Anything we can provide to resolve this issue?

…/Frenck

I have attempted to add a 30 second sleep and retry and it simply isn’t enough. If a retry is to be added, it needs to be more than that to work consistently.

@imnasnainaec At the time of suggesting that workaround in here I hadn’t implemented it yet. When I did this, I also found that a repo checkout is required by codecov. I believe this is because it needs the git history. My solution can be seen here - it is very similar to what you’ve posted above. With this approach, if codecov upload fails then only a single step (which takes under 1 minute) needs to be rerun to retry the upload - no need to rerun any tests which saves us many minutes.

We’re also seeing the above mentioned 502s.

What we ended up doing is using a retry mechanism like https://github.com/Wandalen/wretry.action to retry the upload. fail_ci_if_error set to false is not an option really if someone cares about the coverage reports.

This would be very helpful.

We fixed the initial problem “Unable to locate build via Github Actions API.” using some of the suggestions in the several different dscussions.

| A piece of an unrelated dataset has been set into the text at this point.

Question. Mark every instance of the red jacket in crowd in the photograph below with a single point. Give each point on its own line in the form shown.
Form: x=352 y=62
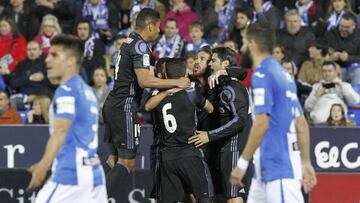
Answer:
x=10 y=117
x=16 y=47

It has been running OK for few weeks now but now we started to see different errors, such as:

[2023-03-13T18:04:08.821Z] ['info'] Pinging Codecov: https://codecov.io/upload/v4?package=github-action-3.1.1-uploader-0.3.5&token=*******&branch=fix%2F10518&build=4407915657&build_url=https%3A%2F%2Fgithub.com%2Fdecidim%2Fdecidim%2Factions%2Fruns%2F4407915657&commit=538d19c980fa26abebbdb736c28488a81c69ac8a&job=%5BCI%5D+Meetings+%28unit+tests%29&pr=10519&service=github-actions&slug=decidim%2Fdecidim&name=decidim-meetings&tag=&flags=decidim-meetings&parent=
[2023-03-13T18:04:27.515Z] ['error'] There was an error running the uploader: Error uploading to [https://codecov.io:](https://codecov.io/) Error: There was an error fetching the storage URL during POST: 500 - {"error": "Server Error (500)"}

And

[2023-03-13T18:16:44.977Z] ['info'] Pinging Codecov: https://codecov.io/upload/v4?package=github-action-3.1.1-uploader-0.3.5&token=*******&branch=fix%2F10518&build=4407915631&build_url=https%3A%2F%2Fgithub.com%2Fdecidim%2Fdecidim%2Factions%2Fruns%2F4407915631&commit=538d19c980fa26abebbdb736c28488a81c69ac8a&job=%5BCI%5D+Meetings+%28system+public%29&pr=10519&service=github-actions&slug=decidim%2Fdecidim&name=decidim-meetings-system-public&tag=&flags=decidim-meetings-system-public&parent=
[2023-03-13T18:17:15.139Z] ['error'] There was an error running the uploader: Error uploading to [https://codecov.io:](https://codecov.io/) HeadersTimeoutError: Headers Timeout Error

It would be really helpful if the codecov action waited few seconds and retried so that we don’t have to rerun the whole action which can take up to 30 mins (depending on the workflow).